Stress has been defined as “the rate of wear and tear in the body”. The pace of modern-day living means that many of us lead stressful lifestyles. Whilst not all stress is harmful – indeed we need some degree of stress to stay alert and healthy – the sheer pace and pressures of life can, for many, become intolerable and have a serious effect on mental and physical wellbeing.
Our physiological ‘fight or flight’ responses that were essential for the survival of our primitive ancestors can be unhealthy in modern-day society. Stress and tension have been associated with heart disease, cancer, strokes, infection, asthma attacks, back pain, chronic fatigue, stomach & bowel disorders, headaches, insomnia, immune system depression (leading to more coughs, colds, flu & sore throats)… and the list is still being added to by medical scientists.
When something excites or threatens us, our brain activates the hormonal and nervous systems to handle the situation. The hypothalamus tells the anterior pituitary gland to secrete the hormone ACTH (adrenocorticotropic hormone) which travels to the adrenal gland and orders the release of other hormones called glucocorticoids (e.g. cortisol). These hormones are necessary for the body’s response to stressful situations.

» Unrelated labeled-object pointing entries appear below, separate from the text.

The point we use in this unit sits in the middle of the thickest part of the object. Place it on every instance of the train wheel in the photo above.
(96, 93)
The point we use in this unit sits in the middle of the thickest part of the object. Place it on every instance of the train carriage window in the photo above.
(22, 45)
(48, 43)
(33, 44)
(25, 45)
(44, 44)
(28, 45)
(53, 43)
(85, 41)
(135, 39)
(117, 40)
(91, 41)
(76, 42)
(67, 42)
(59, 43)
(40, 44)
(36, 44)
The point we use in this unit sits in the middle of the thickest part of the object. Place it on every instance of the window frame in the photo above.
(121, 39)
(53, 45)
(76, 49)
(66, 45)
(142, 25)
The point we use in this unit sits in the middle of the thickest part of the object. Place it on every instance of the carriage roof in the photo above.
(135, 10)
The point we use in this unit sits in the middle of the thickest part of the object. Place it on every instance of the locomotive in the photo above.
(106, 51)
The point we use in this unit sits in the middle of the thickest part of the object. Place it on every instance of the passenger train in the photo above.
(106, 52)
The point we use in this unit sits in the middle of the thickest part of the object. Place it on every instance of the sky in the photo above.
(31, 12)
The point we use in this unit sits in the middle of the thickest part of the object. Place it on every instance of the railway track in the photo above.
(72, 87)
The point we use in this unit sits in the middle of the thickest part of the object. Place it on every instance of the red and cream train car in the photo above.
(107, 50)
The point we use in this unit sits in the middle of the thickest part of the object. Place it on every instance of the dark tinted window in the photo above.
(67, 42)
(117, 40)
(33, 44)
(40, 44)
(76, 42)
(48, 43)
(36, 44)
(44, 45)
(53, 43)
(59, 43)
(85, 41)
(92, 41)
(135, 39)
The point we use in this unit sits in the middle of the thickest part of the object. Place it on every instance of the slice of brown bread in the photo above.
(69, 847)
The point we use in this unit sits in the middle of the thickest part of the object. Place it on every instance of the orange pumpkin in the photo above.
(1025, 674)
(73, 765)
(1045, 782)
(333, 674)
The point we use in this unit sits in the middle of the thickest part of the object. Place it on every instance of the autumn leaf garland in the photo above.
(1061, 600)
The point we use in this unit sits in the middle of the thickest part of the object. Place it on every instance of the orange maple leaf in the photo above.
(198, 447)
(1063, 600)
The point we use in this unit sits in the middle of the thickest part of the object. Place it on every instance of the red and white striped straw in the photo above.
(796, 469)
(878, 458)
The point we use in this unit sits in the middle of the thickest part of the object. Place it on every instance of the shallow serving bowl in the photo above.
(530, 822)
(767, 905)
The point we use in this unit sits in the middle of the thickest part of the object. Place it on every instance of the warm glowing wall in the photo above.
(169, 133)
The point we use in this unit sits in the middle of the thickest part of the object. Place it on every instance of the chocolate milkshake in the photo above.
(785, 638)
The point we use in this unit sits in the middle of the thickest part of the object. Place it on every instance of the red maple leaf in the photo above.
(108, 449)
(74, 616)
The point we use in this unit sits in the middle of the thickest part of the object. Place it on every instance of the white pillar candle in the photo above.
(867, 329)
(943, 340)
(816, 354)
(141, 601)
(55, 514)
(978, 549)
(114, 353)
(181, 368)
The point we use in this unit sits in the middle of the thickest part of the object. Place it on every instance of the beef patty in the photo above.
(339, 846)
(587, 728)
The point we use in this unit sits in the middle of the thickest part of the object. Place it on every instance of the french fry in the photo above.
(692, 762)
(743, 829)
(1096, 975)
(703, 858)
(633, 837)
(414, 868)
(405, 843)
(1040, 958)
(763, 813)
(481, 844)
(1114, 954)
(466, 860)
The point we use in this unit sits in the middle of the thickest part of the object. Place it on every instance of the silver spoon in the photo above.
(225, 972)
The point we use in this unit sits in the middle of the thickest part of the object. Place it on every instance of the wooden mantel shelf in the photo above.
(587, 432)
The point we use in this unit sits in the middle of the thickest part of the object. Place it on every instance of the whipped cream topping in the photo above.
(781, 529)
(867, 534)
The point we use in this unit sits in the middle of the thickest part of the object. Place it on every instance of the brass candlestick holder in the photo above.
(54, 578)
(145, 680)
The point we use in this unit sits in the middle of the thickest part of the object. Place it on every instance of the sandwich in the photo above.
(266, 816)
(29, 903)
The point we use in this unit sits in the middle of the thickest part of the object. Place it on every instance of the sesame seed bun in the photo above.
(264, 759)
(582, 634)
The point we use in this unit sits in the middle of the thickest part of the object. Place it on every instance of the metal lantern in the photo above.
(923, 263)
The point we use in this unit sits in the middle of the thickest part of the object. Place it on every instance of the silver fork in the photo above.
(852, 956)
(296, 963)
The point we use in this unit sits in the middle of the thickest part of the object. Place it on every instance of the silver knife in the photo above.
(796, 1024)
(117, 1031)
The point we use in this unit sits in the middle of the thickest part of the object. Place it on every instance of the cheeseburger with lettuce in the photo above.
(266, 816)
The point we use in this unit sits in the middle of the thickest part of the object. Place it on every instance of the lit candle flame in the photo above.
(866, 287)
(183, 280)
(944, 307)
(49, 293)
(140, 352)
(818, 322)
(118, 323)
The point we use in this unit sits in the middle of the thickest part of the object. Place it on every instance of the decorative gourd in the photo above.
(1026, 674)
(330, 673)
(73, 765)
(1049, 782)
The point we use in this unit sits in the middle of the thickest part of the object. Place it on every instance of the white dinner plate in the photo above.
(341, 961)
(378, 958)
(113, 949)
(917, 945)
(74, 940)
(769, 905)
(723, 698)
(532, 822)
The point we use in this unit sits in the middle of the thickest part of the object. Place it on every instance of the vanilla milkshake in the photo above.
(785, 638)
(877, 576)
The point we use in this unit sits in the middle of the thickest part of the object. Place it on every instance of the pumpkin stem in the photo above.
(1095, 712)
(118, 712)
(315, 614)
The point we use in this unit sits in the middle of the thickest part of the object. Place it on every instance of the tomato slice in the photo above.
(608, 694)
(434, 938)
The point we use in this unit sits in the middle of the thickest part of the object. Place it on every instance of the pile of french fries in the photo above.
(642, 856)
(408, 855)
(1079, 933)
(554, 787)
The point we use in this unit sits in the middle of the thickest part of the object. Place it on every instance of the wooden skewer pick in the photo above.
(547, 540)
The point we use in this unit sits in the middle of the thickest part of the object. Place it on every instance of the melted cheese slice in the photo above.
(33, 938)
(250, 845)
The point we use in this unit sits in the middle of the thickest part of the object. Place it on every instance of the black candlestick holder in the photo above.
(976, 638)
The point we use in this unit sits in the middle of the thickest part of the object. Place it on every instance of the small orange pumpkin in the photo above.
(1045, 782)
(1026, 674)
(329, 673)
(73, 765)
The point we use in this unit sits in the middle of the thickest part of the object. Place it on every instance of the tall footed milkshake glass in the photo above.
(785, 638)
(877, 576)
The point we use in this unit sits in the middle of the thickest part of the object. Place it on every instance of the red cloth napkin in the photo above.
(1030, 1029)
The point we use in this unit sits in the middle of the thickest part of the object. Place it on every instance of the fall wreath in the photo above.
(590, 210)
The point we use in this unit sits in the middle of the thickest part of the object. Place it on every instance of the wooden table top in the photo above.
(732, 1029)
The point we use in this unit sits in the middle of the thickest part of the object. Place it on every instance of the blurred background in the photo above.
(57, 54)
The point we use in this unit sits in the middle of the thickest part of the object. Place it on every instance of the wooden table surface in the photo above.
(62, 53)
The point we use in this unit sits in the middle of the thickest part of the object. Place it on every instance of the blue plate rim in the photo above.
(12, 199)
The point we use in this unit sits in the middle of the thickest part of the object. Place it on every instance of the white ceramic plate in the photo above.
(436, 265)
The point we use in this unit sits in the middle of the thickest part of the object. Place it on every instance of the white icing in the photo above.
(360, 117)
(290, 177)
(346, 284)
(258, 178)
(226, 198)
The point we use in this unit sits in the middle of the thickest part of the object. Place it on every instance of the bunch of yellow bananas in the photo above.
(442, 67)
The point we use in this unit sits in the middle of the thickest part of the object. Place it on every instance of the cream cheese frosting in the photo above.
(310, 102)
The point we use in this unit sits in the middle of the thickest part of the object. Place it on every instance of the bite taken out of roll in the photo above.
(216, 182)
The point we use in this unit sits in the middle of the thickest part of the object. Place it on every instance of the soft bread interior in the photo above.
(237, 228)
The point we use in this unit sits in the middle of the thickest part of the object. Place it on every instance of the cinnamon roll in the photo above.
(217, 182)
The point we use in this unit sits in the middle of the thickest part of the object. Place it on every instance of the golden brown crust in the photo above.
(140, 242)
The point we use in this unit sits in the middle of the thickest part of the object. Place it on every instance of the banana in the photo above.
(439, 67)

The nervous system activates the release of adrenaline (epinephrine) from the adrenal glands, which mobilise energy stores and increase heart rate and blood pressure. We are ready for action! However, if we have no physical outlet, these natural stress responses can have a deleterious effect on our health. For example, adrenaline makes the blood clot faster, an advantage in a fight but a disadvantage in the workplace or home where it can cause a heart attack. Glucose and fats are great energy sources when physical action is required but can damage and furr-up the arteries if they left in high quantities in the bloodstream in an up-tight sedentary person.
If you are a ‘hot reactor’ – the sort of person who easily flares up – then this stress response can often be exaggerated. Stress hormones flood out, heart rate and blood pressure soar, glucose and fats pour into the bloodstream and the blood clotting mechanisms are accelerated. If the ‘hot reactor’ is forced to regularly stew in their own juices, this sets the scene for major health problems. Prolonged exposure to stress hormones eventually suppresses the immune system and reduces our resistance to illness.
Around 50 years ago a psychologist called Dr Hans Selye, who pioneered the concept of stress, conducted a fascinating experiment to show the anti-stress benefits of exercise. He subjected 10 rats to a 4-week programme of mild electric shocks, flashing lights and loud noises. At the end of the month all the rats had died due to the stress that this had on their health. He then repeated the experiment and had 10 rats walk on a treadmill until they were in good physical condition, then subjected them to the same stressful programme. At the end of the month, all the rats were alive with no serious affects to their health. Dr Selye concluded that physical fitness helped to ‘buffer’ the health-destroying effects of stress.
Rather more recently a group of 36 physically inactive women were randomly assigned into either a walking or sedentary control group. The walking group exercised at a brisk pace for 45 minutes a day, 5 days a week for 15 weeks. After 6 weeks the walkers not only improved their heart-lung fitness but also improved their psychological wellbeing scores from an average of 70 (indicating a stress problem) to 81 (positive wellbeing) which was maintained throughout the 15-week study. The sedentary controls remained unchanged at around 70. A study of elderly women (average age 73 years) showed psychological wellbeing scores to be significantly higher amongst those who were regular walkers compared to those who were sedentary.
Regular moderate exercise has been consistently shown to minimise the effects of stress. It is relaxing, counters the tendency to form blood clots, uses the blood fats for energy, lowers stress hormone levels, reduces muscle tension and helps blood circulate more freely around the body. Studies have shown that a brisk walk is as effective in reducing stress and tension as a tranquilliser – and more long-lasting.
In general, moderate aerobic physical activity (e.g. walking, cycling, and swimming) seems to be more effective than vigorous, exhaustive activity or resistance exercise in helping reduce stress and tension.
Regular exercise favourably influences the hormones and neurotransmitters associated with depression and feelings of anxiety. Many researchers believe that the feeling of wellbeing that comes during and after exercise is due to mood-altering substances such as serotonin, dopamine, enkephalins and endorphins. There has been a special interest recently in endorphins, a morphine-like compounds released in the brain which can reduce pain, help normalise blood pressure and may induce a feeling of euphoria and wellbeing. It takes around 20 minutes for these endorphins to have an effect, hence the recommendation to take exercise for at least 20-30 minutes on a regular basis.
There’s no doubt that regular exercise makes us feel better and better able to cope with the stresses and strains of daily life. A brisk 20-minute lunchtime walk can work wonders after a stressful morning.